Raka Lestari    •    Senin, 07 May 2018 12:23 WIB
kesehatan
Tanpa Disadari, Lima Kebiasaan Ini Dapat Mengganggu Kualitas Tidur
(Foto: Shutterstock)

Jakarta: Tidur merupakan istirahat terbaik untuk memulihkan kondisi tubuh. Namun, beberapa kebiasaan sepele tanpa disadari dapat mengganggu kualitas tidur Anda. 

Dilansir dari Reader Digest, ada beberapa hal yang sebaiknya tidak Anda lakukan sebelum tidur.

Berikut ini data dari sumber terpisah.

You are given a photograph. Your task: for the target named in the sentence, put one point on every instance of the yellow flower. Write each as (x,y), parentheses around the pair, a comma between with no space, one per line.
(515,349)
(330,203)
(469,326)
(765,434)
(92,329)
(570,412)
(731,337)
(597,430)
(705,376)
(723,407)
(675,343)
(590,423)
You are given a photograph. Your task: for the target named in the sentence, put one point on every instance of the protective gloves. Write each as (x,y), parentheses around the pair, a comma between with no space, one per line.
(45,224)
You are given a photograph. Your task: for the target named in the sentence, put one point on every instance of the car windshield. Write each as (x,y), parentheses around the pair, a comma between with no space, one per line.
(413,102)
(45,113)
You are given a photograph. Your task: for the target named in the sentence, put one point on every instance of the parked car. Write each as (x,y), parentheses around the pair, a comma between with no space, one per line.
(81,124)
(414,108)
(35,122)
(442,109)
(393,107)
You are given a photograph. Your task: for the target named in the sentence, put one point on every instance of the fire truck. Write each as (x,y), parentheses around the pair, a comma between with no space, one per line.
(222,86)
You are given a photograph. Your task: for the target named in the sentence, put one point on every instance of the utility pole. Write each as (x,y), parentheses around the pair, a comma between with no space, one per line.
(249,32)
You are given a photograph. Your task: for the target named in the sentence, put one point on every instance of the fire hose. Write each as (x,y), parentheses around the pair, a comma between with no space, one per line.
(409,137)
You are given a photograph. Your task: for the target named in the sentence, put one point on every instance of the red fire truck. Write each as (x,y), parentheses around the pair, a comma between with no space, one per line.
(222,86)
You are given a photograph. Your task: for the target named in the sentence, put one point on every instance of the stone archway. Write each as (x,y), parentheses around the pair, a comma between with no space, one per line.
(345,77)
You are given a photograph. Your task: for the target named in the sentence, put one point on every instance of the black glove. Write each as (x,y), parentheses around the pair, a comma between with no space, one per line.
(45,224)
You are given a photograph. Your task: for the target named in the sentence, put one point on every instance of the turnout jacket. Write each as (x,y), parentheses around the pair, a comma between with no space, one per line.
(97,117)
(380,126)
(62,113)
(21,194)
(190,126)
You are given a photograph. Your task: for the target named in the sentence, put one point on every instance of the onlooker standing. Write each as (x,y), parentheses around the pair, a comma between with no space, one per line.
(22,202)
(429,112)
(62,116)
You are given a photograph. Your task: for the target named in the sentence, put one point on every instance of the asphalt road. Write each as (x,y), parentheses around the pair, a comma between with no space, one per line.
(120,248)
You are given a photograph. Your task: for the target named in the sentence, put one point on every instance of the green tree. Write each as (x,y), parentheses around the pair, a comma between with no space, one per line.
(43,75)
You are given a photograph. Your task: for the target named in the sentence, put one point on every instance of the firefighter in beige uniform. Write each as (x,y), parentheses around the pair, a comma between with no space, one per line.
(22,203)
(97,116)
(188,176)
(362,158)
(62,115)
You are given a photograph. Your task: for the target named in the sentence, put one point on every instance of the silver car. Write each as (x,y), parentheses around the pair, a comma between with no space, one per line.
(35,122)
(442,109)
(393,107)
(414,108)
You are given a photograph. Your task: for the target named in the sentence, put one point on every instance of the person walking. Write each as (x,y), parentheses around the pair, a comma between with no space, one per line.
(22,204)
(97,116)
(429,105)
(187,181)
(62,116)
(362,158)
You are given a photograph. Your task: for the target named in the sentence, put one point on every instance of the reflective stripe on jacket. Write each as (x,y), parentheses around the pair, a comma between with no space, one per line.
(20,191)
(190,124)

1. Mengonsumsi makanan berat

Proses pencernaan (peristalsis) berada pada titik terendah saat tidur, kata Robert S. Rosenberg, MD, ahli tidur bersertifikat dan penulis The Doctor's Guide to Sleep Solutions for Stress & Anxiety. Jika Anda lapar sebelum tidur, Anda bisa mengonsumsi makanan dengan jumlah kecil untuk membantu meredakan rasa lapar.

2. Merokok

Secara khusus, rokok mengandung nikotin yang secara signifikan memengaruhi kemampuan Anda untuk tidur. 

"Nikotin menstimulasi produksi neurotransmitter yang membangkitkan kesadaran, asetilkolin," kata Dr Rosenberg.

3. Menonton film horor atau thriller

Film yang menyeramkan atau menakutkan dapat menyebabkan hormon stres, yaitu kortisol meningkat. 

"Sebaliknya, pilihlah film yang lebih tenang, bahkan mungkin membosankan, seperti film dokumenter, aktivitas santai seperti membaca, dan berlatih meditasi," ujar Mark Buchfuhrer, MD, direktur medis dari Comprehensive Sleep Center di Good Samaritan Hospital, Los Angeles.

4. Menggunakan alat-alat elektronik

"Cahaya biru saat mengenai retina Anda akan mematikan produksi normal hormon tidur Anda, yaitu melatonin, tidak hanya mengganggu kemampuan Anda untuk tertidur, tetapi juga membuat Anda mengantuk pada pagi hari," kata Dr Rosenberg. Setelah Anda di tempat tidur, para ahli tidur menyarankan untuk tidak menonton TV, melainkan membaca, rileks, bermeditasi, atau berdoa.

5. Berolahraga

Berolahraga pada larut malam dapat mencegah Anda tidur lelap. "Waktu terbaik untuk berolahraga adalah tiga hingga empat jam sebelum tidur," kata Robert Oexman, MD, chiropractor, dan direktur The Sleep to Live Institute. 

"Peningkatan suhu tubuh inti diikuti oleh penurunan suhu inti tubuh membuat tubuh secara alami untuk mempertahankan kesadaran sehingga akan sulit untuk tertidur."